We look at search and metadata in digital collections and ask the question – what would you like to see?
One of the most important things when creating any digital collection is to think about search, findability, and access of the digital materials. There is little point in digitising material, indexing it, and putting it online if the right people can’t find what they’re looking for.
When thinking about how to describe the contents of a collection, the most important factor to determine is who the users will be. Are they likely to be scholars and historians? High school or university students? Members of the general public who are interested in science? Thinking about who is going to be using a collection is the first step to determine how to describe it.
Search and our journal collection
Search is reliant on descriptive metadata – the information added to content to ensure people who are looking for a specific item can find it. For the Royal Society Journal Digitisation project, this was a very important part of our job – and quite a complicated one.
One of the core aims of this project is to increase the interest in and understanding of science worldwide, at all levels of interest and expertise. Therefore, every article has been indexed individually by experienced indexers who have captured a wealth of information that was not previously searchable.

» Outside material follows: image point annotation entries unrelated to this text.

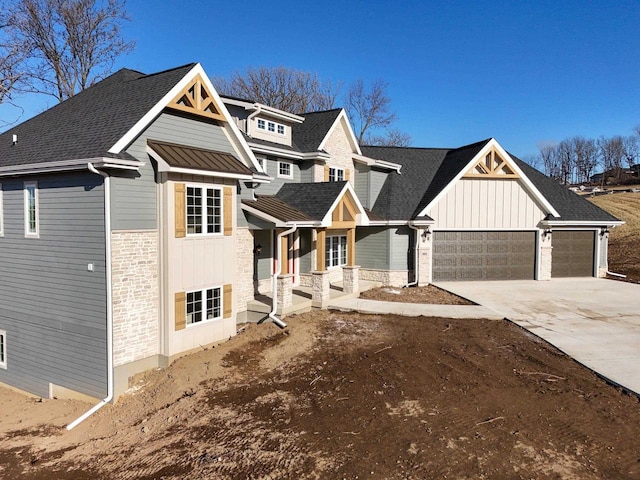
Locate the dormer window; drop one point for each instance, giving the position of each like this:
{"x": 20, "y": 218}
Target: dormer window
{"x": 271, "y": 127}
{"x": 336, "y": 174}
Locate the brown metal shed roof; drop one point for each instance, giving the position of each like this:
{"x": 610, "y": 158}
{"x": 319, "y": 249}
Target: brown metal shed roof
{"x": 183, "y": 156}
{"x": 275, "y": 207}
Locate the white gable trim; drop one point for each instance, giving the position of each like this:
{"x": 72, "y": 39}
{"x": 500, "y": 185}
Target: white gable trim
{"x": 493, "y": 144}
{"x": 361, "y": 221}
{"x": 342, "y": 117}
{"x": 144, "y": 122}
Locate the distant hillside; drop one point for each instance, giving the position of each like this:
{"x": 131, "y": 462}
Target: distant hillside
{"x": 624, "y": 241}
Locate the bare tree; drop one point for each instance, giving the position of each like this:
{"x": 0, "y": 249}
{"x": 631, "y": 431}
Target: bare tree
{"x": 549, "y": 159}
{"x": 586, "y": 157}
{"x": 71, "y": 44}
{"x": 283, "y": 88}
{"x": 393, "y": 138}
{"x": 612, "y": 155}
{"x": 368, "y": 109}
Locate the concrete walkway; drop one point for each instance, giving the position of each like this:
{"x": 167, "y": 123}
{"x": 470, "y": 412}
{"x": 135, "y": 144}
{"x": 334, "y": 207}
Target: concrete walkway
{"x": 595, "y": 321}
{"x": 413, "y": 309}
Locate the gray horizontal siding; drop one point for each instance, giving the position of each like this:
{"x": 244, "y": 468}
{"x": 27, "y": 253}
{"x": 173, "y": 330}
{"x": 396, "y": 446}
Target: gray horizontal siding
{"x": 400, "y": 254}
{"x": 134, "y": 198}
{"x": 52, "y": 308}
{"x": 372, "y": 247}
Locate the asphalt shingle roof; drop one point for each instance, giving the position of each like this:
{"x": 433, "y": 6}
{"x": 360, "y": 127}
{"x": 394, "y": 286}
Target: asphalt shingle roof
{"x": 314, "y": 199}
{"x": 89, "y": 123}
{"x": 309, "y": 134}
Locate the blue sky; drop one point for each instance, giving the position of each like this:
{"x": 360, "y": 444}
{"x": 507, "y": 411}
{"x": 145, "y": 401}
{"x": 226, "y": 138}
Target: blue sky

- Contributors, such as authors, communicators, illustrators and observers
- Article types, such as observations, experiments, letters or abstracts
- Relevant dates and places composed, received by the Royal Society, revised and/or read to the Society
These metadata are captured using easily recognized terms and, when online, will be fully searchable. This means that anyone, whether they’ve used the Society’s collections extensively or are first time users, should be able to find what they are looking for, and expand or narrow their search accordingly.
Terms over time in Royal Society journals
Beyond just capturing information that is present in each article, we had some more complex problems to think about, especially when thinking about how to describe things. A very common search tool used in online collections of all kinds is the use of subject headings and keywords; these are the tags that describe the thing you’re looking for.
For example, if you were looking to find articles related to Captain Scott’s Discovery polar expedition, you might use keywords such as “expedition” and/or “Antarctica”. This is simple enough for the more modern articles, and should hopefully get you good search results, but it’s not always so simple. While some subject headings would seem to be obvious, i.e. “science”, “physics”, “Newton, Isaac, 1642-1727”, or “biology”, it would be very easy for them to be inappropriately applied, such as having every article in the entire collection being tagged with the “science” subject heading; that would be a lot of results to sift through! The decision was taken that we would rather not have a heading than have an incorrect one, or one that is unhelpful.
And it gets even more complicated when looking for older materials. The Royal Society Journal Collection spans almost 350 years, and there have been many changes to accepted terms, spelling, and scientific categories in that time. For example, what was once referred to as the “mechanism of the heavens” would now be called simply “astronomy”. Even the name of the first journal, the “Philosophical Transactions”, refers to the study of “natural philosophy”, but would now more likely be referred to as the “Scientific exchanges”. The use of the long “s” looks more like an “f” to modern readers, and could also be confusing. We had to decide: do we use current practices, even if the original authors would not have understood them, or do we use those that the original authors themselves would have used, even if they are no longer accurate or recognizable today? Which would return greater search results and be more beneficial to more users? As the aim of the project is to increase the understanding of science and its reach worldwide, this could be problematic. This problem has yet to be resolved, but we are contemplating the use of crowdsourcing or automated extraction as possible solutions.
What do you think?
Should we have used the historic search terms or the more modern ones in use today? Can you think of other ways to get the right results?